Philippines: As the activity at Soputan ramped up, PHIVOLCS officially downgraded the Alert Status at the restless Taal caldera from 2 to 1. The combination of lower seismicity, usually less then 10 earthquakes a day, less hydrothermal activity on Volcano Island in Taal Lake and lower carbon dioxide emissions seem to suggest that things have settled down at Taal. Remember, this doesn’t mean an eruption won’t happen, just that the probably seems to have diminished with the lessening of these signs of volcanic restlessness.

New Zealand: While not directly related to volcanism, there was an earthquake only 30 km to the west of the Taupo caldera today. There are some conflicting reports of the magnitude of the tremor, with NZ Geonet reporting it as a M6.5 and the USGS listing it as a M5.3, but both agencies put the source of the earthquake deep – over 150 km down. This is well below any of the magmatic system underneath the Taupo caldera. However, as with any large earthquake near a caldera, it does give one pause to wonder if we’ll see any changes in the behavior of the caldera. This usually manifests as changes in hydrothermal features like geysers and hot springs, but so far nothing has been report and little to no damage has been seen from the earthquake as well.
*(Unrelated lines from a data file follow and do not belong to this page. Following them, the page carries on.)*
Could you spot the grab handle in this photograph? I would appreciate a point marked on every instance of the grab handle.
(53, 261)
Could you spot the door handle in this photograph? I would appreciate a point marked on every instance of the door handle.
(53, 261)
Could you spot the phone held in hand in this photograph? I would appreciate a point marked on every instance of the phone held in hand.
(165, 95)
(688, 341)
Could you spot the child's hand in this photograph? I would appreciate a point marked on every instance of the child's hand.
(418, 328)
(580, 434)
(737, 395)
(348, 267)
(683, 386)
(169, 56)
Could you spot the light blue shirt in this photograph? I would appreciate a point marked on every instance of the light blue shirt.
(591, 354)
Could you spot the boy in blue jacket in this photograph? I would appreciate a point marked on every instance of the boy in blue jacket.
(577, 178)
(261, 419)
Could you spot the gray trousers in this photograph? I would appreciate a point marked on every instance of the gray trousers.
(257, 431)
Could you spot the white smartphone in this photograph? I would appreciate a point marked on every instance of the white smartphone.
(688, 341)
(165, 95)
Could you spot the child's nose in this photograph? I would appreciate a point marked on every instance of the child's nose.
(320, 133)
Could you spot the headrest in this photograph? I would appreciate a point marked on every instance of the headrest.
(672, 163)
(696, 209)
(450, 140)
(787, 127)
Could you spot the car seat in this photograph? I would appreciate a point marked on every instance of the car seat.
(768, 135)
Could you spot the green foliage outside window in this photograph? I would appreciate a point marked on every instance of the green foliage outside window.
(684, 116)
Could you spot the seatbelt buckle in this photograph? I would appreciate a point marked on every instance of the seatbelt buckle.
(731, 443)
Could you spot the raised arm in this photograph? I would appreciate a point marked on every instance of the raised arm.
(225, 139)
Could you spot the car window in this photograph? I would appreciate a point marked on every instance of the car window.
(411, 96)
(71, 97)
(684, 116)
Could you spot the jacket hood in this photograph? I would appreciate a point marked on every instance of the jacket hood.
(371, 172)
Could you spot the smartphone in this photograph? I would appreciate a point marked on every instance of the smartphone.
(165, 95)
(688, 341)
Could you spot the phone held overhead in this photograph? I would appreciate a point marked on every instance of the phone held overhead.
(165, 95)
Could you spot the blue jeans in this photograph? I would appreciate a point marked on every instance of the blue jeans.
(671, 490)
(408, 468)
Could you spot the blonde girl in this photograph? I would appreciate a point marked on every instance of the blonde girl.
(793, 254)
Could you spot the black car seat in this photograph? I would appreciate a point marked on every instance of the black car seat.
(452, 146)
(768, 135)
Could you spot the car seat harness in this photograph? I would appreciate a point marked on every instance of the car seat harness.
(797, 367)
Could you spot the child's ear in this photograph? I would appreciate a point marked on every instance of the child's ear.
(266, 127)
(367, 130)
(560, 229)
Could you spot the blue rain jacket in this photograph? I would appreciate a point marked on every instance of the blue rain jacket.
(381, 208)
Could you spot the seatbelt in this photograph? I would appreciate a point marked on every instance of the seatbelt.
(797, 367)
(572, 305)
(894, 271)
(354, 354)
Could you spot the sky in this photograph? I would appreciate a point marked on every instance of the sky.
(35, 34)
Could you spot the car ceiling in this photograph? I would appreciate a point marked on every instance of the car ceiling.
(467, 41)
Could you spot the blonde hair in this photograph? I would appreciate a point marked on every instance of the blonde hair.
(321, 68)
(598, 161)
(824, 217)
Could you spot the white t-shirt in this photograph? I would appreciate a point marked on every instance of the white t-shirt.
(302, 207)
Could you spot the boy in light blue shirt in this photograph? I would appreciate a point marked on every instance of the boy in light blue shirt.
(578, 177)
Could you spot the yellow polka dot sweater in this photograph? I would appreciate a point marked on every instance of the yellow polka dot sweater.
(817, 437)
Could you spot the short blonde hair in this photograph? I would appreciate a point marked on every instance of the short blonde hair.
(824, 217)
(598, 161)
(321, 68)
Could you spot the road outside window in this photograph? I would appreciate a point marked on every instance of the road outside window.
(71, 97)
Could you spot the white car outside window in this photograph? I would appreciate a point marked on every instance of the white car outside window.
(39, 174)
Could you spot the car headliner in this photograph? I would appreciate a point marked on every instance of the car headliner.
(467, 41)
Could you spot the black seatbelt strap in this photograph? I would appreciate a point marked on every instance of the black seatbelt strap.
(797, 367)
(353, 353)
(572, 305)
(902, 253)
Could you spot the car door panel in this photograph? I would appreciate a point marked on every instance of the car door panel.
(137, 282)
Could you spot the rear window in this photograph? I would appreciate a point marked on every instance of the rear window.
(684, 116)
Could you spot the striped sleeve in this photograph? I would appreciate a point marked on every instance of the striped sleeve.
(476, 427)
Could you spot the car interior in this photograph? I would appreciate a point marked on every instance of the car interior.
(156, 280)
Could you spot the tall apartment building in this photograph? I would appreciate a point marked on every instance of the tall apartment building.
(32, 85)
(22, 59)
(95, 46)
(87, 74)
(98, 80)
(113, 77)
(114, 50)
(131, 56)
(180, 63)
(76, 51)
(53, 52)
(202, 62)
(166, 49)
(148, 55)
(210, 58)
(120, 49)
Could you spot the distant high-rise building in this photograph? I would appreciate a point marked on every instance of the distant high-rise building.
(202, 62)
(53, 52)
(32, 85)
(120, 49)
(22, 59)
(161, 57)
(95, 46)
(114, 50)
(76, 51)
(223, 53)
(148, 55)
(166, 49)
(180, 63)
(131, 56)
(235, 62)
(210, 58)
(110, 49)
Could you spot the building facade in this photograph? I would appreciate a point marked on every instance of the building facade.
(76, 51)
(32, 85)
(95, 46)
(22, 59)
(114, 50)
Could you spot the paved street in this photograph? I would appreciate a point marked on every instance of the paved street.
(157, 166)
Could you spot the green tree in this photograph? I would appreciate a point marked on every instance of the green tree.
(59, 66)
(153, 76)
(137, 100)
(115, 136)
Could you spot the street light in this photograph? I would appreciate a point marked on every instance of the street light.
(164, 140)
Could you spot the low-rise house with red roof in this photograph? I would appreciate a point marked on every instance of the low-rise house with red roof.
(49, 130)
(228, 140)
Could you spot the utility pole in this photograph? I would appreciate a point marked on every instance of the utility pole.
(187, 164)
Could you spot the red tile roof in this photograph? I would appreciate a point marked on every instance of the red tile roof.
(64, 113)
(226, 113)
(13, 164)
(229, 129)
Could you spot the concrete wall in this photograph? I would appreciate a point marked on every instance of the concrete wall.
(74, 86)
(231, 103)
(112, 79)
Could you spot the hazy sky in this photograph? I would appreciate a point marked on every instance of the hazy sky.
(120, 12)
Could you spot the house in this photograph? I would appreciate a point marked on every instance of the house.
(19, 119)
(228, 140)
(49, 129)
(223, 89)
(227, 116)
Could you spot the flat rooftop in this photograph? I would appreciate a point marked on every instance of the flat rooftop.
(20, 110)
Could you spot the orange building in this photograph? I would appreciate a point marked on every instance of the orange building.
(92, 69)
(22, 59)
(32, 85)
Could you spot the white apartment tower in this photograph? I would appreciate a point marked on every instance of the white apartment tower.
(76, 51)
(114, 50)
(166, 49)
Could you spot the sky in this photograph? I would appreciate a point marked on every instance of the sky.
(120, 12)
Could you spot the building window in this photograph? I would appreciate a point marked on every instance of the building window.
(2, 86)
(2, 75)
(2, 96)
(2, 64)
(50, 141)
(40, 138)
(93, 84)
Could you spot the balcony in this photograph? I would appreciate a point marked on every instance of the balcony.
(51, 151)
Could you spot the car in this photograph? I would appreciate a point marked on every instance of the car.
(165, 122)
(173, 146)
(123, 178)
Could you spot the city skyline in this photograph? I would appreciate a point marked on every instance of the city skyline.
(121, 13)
Australia: Is it just me, or is Australia overly paranoid about a volcanic eruption on the relatively quiescent continent? Back in 2009, there as a media scare about volcanism in Australia after Dr. Bernie Joyce came out saying that the Atherton Tables in far North Queenslands were “overdue”. Well, Dr. Joyce is back, again proclaiming that it has been over 5,000 years since an eruption in the volcanoes near Victoria but they should erupt “every 2,000 years”, meaning they are “long overdue” and that the region should brace for an eruption soon. It seems that this new media attention to the claims is thanks to Dr. Joyce presenting the findings at a meeting in Melbourne this week, but it just goes to show, the media really never learn.
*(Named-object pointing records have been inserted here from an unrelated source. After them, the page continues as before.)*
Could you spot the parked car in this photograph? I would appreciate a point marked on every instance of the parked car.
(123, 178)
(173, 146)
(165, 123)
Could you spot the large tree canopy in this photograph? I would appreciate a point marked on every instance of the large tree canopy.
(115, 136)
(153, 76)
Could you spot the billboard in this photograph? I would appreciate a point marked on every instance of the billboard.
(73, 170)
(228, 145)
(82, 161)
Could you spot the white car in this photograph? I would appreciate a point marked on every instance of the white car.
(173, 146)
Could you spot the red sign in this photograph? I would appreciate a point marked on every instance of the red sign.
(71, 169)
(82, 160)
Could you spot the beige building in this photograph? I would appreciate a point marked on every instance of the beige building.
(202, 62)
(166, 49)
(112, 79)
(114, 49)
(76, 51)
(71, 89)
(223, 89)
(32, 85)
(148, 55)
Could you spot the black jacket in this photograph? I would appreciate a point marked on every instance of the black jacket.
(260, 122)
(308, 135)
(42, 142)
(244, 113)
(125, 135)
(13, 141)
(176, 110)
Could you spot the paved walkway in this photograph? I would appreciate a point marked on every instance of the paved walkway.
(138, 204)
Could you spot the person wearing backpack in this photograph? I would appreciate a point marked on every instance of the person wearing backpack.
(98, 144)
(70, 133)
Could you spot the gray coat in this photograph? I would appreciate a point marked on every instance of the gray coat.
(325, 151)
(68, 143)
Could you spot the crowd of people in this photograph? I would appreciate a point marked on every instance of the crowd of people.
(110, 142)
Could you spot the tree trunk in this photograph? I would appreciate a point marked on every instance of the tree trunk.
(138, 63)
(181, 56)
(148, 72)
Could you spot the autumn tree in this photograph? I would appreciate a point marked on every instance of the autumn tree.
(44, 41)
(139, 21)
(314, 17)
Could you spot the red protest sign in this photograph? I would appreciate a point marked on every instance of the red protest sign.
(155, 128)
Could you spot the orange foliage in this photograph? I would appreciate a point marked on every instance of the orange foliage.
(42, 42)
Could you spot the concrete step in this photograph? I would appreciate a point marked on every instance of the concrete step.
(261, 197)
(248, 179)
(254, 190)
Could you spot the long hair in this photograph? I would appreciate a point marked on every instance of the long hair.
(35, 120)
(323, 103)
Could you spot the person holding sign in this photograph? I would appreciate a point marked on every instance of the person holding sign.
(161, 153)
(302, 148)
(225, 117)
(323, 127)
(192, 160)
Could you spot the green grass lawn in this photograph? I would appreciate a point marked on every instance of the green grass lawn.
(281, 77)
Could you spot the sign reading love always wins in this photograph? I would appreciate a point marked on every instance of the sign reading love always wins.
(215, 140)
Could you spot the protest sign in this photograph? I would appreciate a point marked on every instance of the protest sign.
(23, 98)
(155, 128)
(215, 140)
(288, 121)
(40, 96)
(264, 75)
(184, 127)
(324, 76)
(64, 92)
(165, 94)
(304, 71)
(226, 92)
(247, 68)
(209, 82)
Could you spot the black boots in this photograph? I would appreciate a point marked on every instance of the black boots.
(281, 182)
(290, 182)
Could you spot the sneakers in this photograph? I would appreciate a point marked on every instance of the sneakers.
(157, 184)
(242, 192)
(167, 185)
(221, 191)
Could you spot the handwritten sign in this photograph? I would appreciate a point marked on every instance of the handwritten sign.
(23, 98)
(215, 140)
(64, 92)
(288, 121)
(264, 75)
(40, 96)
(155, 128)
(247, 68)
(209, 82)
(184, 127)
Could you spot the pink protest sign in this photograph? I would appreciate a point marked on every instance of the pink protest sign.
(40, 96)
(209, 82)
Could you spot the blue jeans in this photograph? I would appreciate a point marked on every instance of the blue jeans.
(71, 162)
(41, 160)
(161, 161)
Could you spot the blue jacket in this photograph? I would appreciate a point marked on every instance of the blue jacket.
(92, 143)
Argentina: Finally, the Argentine government announced plans to help those who have been effected financially by the Puyehue-Cordón Caulle eruption. Over $2.4 billion will be allotted to the farmers and businesses in the regions hardest hit by the ash and another $7 million will go towards cleaning up the ash. It is estimated that the farmers alone lost over $24.3 million due to the activity at Puyehue-Cordón Caulle and the airports at Bariloche and Neuquen have been closed since June 4.

Top left: The plume from Soputan as seen from an aircraft on July 3, 2011.